Pilot analysis on BioRxiv and MedRxiv full text data to facilitate comprehensive data mining on biomedical literature

We have curated the full text data archives of BioRxiv and MedRxiv preprints and conducted some exploratory analyses for our next stage research projects in text mining biomedical literature with automated approaches.
seedcorn funding
text mining
NLP
Author

Yi Liu

Published

August 21, 2023

Overview

The BioRxiv and MedRxiv preprint facilities are vital infrastructure for the biomedical research community, which also provide a rich and comprehensive resource for data mining biomedical literature for investigations on research trends, interests, and novel findings. In our previous works we have conducted extensive literature mining efforts on BioRxiv and MedRxiv to extract structural literature knowledge into EpiGraphDB[1] and derive research claims from recent preprints to be triangulated with other evidence on ASQ[2].
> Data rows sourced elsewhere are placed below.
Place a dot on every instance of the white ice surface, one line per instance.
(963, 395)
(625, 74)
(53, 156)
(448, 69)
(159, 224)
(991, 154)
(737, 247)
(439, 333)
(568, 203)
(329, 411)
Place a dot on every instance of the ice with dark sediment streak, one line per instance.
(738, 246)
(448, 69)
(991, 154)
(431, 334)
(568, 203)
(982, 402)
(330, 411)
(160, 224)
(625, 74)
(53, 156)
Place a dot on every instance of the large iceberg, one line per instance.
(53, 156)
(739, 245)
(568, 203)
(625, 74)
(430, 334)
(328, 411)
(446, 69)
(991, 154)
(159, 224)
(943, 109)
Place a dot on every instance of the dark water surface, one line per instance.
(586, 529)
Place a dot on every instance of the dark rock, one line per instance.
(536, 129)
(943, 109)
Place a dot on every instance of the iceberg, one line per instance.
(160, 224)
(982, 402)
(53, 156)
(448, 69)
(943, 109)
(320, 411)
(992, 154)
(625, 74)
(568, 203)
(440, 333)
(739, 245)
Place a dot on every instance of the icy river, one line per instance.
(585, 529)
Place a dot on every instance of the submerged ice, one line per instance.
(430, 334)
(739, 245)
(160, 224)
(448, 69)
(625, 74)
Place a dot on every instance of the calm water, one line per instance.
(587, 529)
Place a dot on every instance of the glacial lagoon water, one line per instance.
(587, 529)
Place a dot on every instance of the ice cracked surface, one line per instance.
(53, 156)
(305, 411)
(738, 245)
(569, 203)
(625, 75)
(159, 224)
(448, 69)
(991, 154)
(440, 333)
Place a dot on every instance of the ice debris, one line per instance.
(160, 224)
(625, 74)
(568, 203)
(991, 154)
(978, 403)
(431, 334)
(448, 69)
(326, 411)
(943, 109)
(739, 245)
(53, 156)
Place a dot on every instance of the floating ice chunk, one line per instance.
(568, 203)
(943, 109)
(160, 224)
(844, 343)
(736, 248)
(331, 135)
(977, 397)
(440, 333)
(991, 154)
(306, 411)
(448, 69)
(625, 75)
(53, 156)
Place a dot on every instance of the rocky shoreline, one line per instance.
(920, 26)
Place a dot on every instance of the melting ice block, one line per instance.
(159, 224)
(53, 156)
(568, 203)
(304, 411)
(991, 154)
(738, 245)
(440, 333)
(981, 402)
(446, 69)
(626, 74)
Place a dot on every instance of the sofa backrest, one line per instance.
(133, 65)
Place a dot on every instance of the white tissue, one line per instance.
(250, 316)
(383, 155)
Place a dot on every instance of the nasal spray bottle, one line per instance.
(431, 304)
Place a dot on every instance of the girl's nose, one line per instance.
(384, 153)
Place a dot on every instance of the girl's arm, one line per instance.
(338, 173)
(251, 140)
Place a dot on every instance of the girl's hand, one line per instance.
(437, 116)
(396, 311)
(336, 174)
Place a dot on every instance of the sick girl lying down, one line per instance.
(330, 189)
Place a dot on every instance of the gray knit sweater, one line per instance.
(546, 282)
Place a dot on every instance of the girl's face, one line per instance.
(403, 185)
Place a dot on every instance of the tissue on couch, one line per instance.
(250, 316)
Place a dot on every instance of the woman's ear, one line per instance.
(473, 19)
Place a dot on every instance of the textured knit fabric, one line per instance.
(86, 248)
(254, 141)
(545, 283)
Supported by the Elizabeth Blackwell Institute Rapid Research Funding Call, in this project we have acquired the full text data archives for BioRxiv and MedRxiv preprints from 2013 to May 2023, and we have also conducted some exploratory analysis on the data archives.

Full text archives of BioRxiv / MedRxiv preprints

Web scraping pre-print text is time consuming as well as error prone. However, BioRxiv and MedRxiv have provided archive data on the preprints for the purpose of text and data mining hosted on Amazon AWS S3 as Requester Pays Buckets. Full text archives from BioRxiv and MedRxiv are stored in two S3 buckets biorxiv-src-monthly and medrxiv-src-monthly respectively, where the organization structure is roughly as follows (high level description is also available on the tdm pages):

biorxiv-src-montly
├── Back_Content
└── Current_Content
    ├── April_2019
    ├── April_2020
    │   ├── 0002415e-6e79-1014-bad3-d7b11ff8718c.meca
    │   ├── 0008729e-7222-1014-9e12-b08e9cbb4568.meca
    │   ├── 00114dfb-6f21-1014-b58f-80aa2e0e89bd.meca
    │   ├── 00114e62-6cf9-1014-aedd-beed0b185e0b.meca
    │   ├── 0025be66-6dea-1014-8d12-849fadd63f55.meca
    │   ├── ....
    │   ├── ....
    ├── April_2021
    ├── April_2022
    ├── April_2023
    ├── August_2019
    ├── August_2020
    ├── August_2021
    ├── August_2022
    ├── December_2018
    ├── December_2019
    ├── December_2020
    ├── December_2021
    ├── December_2022
    ├── ...
    ├── ...
medrxiv-src-monthly
├── Back_Content
└── Current_Content

Each .meca file is an archive in .zip format which contains individual files associated with one preprint submission. For example the following structure corresponds to files associated with this preprint (Shrestha et al., 2022, Knowledge, Attitude and Practice (KAP) study on COVID-19 among the general population of Nepal). Specifically the file ./content/22279527.xml is the “full text / manuscript” file in .xml format.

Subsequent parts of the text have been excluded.